Public News Service - Only some of the 230,000 undocumented immigrants living in Washington will be touched by President Obama's executive order announced Thursday night.
The changes are expected to lead to fewer deportations and detentions for people in the country without authorization, particularly for those with children born in the United States. Jolinda Stephens, a volunteer with the Northwest Detention Center Resistance, said it's taken tireless action from groups such as hers to get this far.
"Yes, it is a start," she said. "And we need to go from here to get an immigration policy that's worthy of America, that's worthy of our ideals and our understanding of ourselves as all being immigrants."
Today's noon rally and concert at the Northwest Detention Center in Tacoma already had been planned as part of a national effort at multiple detention sites. "Chant Down the Walls" will call attention to those who have been left out of the president's plan and to the dismal living conditions in these facilities.

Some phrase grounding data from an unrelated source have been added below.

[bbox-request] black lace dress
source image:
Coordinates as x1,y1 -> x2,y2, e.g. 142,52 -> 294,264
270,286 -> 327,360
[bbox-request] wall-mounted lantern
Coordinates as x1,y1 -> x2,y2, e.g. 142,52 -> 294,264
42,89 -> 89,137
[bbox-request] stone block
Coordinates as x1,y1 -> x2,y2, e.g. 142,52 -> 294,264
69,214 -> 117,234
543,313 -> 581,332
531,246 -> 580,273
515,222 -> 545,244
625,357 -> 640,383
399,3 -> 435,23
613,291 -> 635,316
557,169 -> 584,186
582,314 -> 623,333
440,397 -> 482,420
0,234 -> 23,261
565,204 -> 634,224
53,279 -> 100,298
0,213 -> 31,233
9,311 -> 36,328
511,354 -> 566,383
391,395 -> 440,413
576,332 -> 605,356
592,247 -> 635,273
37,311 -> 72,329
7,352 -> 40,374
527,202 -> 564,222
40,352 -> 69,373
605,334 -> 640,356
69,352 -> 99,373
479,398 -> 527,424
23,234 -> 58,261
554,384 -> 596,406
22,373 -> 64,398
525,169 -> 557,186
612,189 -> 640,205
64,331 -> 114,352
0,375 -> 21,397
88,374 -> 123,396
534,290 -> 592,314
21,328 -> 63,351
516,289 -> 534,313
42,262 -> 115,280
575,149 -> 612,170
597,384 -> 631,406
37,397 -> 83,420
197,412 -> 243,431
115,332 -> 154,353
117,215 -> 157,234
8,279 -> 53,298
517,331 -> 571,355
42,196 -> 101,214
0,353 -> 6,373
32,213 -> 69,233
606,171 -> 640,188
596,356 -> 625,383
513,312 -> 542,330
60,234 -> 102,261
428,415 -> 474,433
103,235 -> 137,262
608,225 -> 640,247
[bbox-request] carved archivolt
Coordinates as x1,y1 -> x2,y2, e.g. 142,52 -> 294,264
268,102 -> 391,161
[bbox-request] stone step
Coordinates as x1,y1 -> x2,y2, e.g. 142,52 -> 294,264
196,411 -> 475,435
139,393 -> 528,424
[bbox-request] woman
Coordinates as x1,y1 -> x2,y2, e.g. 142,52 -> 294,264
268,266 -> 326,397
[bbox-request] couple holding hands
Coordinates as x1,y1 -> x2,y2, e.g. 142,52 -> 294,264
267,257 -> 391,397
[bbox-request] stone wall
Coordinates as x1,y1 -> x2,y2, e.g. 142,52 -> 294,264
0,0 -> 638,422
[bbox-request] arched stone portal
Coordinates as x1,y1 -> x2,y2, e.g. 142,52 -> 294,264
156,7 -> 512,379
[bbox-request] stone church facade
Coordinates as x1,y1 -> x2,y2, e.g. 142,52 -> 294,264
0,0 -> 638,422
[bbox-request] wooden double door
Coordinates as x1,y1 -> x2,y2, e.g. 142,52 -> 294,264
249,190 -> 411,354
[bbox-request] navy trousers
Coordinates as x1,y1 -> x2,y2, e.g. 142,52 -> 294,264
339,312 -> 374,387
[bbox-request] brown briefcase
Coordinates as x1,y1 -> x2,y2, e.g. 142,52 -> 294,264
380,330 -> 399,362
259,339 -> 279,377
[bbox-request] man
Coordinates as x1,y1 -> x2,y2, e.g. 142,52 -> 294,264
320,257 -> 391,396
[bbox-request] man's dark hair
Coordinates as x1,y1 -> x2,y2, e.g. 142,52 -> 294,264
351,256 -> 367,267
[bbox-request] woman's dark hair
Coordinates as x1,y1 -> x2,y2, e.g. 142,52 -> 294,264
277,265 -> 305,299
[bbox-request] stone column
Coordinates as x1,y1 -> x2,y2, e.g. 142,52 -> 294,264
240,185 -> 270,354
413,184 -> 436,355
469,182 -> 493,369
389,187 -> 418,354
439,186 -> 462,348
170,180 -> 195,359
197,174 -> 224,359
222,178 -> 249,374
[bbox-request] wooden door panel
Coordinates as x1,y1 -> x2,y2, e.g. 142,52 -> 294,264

The Pew Hispanic Center estimates that slightly more than 7 percent of children in kindergarten through 12th grade in Washington have a parent who isn't authorized to live and work in the United States.
For years, said Kica Matos, director of Immigrant Rights and Racial Justice at the Center for Community Change, the immigration-reform movement has sought policy changes to keep families intact.
"We can't forget that over 2 million people have been adversely impacted by the president's immigration policy," she said. "So, it feels like this is a new page in a book that has been filled with a lot of pain for our communities."
She added that comprehensive reform has to come from Congress and said she hopes they will continue their dialogue. For now, Republican leaders have slammed Obama's move as overstepping his authority. The president said he will work with lawmakers on more comprehensive changes to the immigration system.